O estilo da mise-en-scène – reafirmado por planos conjuntos e uso extensivo da profundidade de campo – revela uma perspectiva de ausência: tudo é muito grande e parece muito distante. Isso se evidencia fortemente na reta final da vida de Kane, na qual as cenas na mansão de Xanadu revelam um espaço imponente, sofisticado, extravagante, mas vazio – assim como sua vida. Involuntariamente, o personagem de Welles tenta afirmar seu lugar na sociedade através de suas posses e posicionamentos, como a compra de diversas estátuas, que são mantidas em suas mansões, e discursos em palanques políticos ou para o Inquirer. Aliado a esse estilo, também é possível notar a claustrofobia marcante dos espaços em que o poder dele é confrontado. Entre os exemplos estão seu quarto – local onde se encontra em seus últimos momentos de vida -, a casa de Susan, onde Jim Gettys gera um confronto entre ela, Emily e Kane, e na demissão de Jedediah.

Nesse sentido, o protagonista busca sempre realizar grandes conquistas, elevar seu nome e se colocar enquanto uma figura provedora para suas esposas. Há, para ele, a necessidade de marcar seu nome na sociedade como além de um herdeiro – além de sua riqueza -, seja como diretor de um jornal bem sucedido, governador de um dos estados mais importantes dos EUA, esposo da sobrinha do presidente ou, simplesmente, aquele que seus familiares e amigos dependem – caso de Susan e Jedediah. No fim, ele é um homem que quer se sentir útil e necessário – tanto na sociedade como um todo, quanto nas suas relações pessoais -, entretanto é consumido pela sua megalomania, inerente aos ideais americanos.

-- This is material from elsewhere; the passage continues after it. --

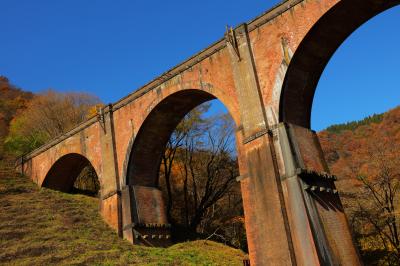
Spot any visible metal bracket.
[225,25,241,61]
[97,107,106,133]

REFERÊNCIAS BIBLIOGRÁFICAS E FILMOGRÁFICAS

AUGUSTO, Sérgio. ‘Cidadão Kane’ inventou o cinema moderno ao ignorar convenções. Folha de São Paulo, 2020. Disponível em: https://www1.folha.uol.com.br/folha-100-anos/2020/02/cidadao-kane-inventou-o-cinema-moderno-ao-ignorar-convencoes.shtml. Acesso em: 19 de maio de 2021.

BAZIN, André. O cinema: A Evolução da Linguagem Cinematográfica. Primeira edição. Brasil: Editora Brasiliense, 1991.

CAETANO, Rafaela; SOUZA, Gustavo. Os percursos da memória em Cidadão Kane. RuMoRes, v. 11, n. 21, p. 78-95, 2017. DOI: 0.11606/issn.1982-677X.rum.2017.120990. Disponível em: https://www.revistas.usp.br/Rumores/article/view/120990 . Acesso em: 20 maio de 2021.

CIDADÃO Kane. Direção: Orson Welles. Estados Unidos: RKO Pictures, 1941. 119 minutos.

SDG. CIDADÃO KANE, André Bazin e o “Momento Santo”. Decent Films, 2011. Disponível em: http://decentfilms.com/articles/citizen-kane-andre-bazin. Acesso em: 19 de maio de 2021.

TOLSTOI, Liev. A morte de Ivan Ilitch. Edição 1. Brasil: Editora Antofágica, 15 de julho de 2020.